Alberto Moravia




Él no dijo nada…


Él no dijo nada y permaneció meditabundo unos momentos. Luego preguntó volviéndose, en tono amenazador:

- Todo esto, ¿quiere decir entonces que ahora debo vestirme y marcharme?

Lo miré y comprendí que estaba de nuevo en el colmo de la ira. Había que aceptar. Me acordé de sus ojos claros y tuve repugnancia ante la idea de tenerlos fijos en los míos durante el amor. Dije blandamente: - No… si quieres te quedas… pero antes apaga la luz.

Él se levantó, pequeño, blanco, pero extraordinariamente bien proporcionado salvo el cuello un poco corto, y fue de puntillas a dar vuelta al interruptor junto a la puerta. Pero enseguida comprendí que haberle hecho apagar la luz no había sido una buena idea; porque, apenas la habitación se hundió en las tinieblas, me asaltó de nuevo, incoercible, el miedo del que creía haberme librado. Era en verdad como si hubiera en la pieza, no un hombre, sino un leopardo u otro animal feroz que podía, sea acurrucarse en un rincón, sea saltarme encima y despedazarme. Quizá él se demoró en la oscuridad buscando el camino hacia la cama, entre las sillas y los otros muebles; o, quizá, el miedo me hizo parecer larga la tardanza. Me pareció, desde luego, que pasaba un tiempo infinito antes de que llegara a la cama, y cuando sentí sus manos encima no pude reprimir de nuevo un más fuerte sobresalto.
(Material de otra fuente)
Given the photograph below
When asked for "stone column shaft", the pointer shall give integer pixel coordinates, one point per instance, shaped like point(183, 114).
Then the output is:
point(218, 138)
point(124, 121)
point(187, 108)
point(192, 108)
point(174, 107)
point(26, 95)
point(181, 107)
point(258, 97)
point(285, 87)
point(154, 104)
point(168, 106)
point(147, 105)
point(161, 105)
Esperaba que no se percatara; pero tenía, igual que los animales, un instinto muy fino; y, en efecto, casi en seguida oí su voz cerquísima que me preguntaba:

- ¿Todavía tienes miedo?

En aquella oscuridad seguramente debía hallarse presente mi ángel guardián. No sé qué matiz de su voz me hizo intuir que tenía levantado el brazo y, según mi respuesta, esperaba si golpearme o no. Comprendí que él sabía que me daba miedo y hubiera querido no dar miedo y ser amado como todos los demás hombres. Pero para alcanzar ese fin no sabía hallar otro medio que el de infundir un miedo nuevo y más fuerte. Levanté la mano y fingiendo acariciarle el cuello y el hombro derecho, comprobé que, como había imaginado, tenía el brazo alzado pronto a bajarlo y a golpearme en la cara. Dije con dificultad, tratando de dar a mi voz la acostumbrada entonación dulce y tranquila:

- No… esta vez es realmente frío… metámonos bajo las sábanas.

- Así está bien – dijo.

Éste “está bien” donde quedaba un eco de amenaza, confirmó por si hubiera hecho falta, mi temor. Entonces cuando él me apretaba y me abrazaba entre las sábanas y entorno a nosotros todo era tinieblas, yo pasé un momento de angustia aguda, de los peores de mi vida. El miedo me invadía los miembros que, a pesar mío, parecían retirarse y estremecerse al contacto de su cuerpo singularmente liso, escurridizo y serpentino; pero al mismo tiempo, me decía que era absurdo tener miedo de él en un momento tal, y con toda la fuerza de mi alma, procuraba dominar el miedo y abandonarme a él sin miedo, como a un amante querido. Sentía el miedo no tanto en mis miembros que todavía me obedecían aunque llenos de espanto, como, más íntimamente, en el fondo de mi seno que parecía cerrarse y rechazar con horror el abrazo. Por último, me tomó, y yo sentí un placer que el espanto hacía negro y atroz, y no pude contenerme de lanzar un grito fuerte, largo y quejumbroso, en aquella oscuridad, como si el abrazo final no hubiera sido el del amor sino el de la muerte, y aquel grito hubiera sido el de mi vida que se me escapaba, no dejando tras de sí más que un cuerpo exánime y atormentado.

Moravia nació en Roma en 1907. Sus libros de mayor fama son La romana, El conformista, Cuentos romanos y El desprecio.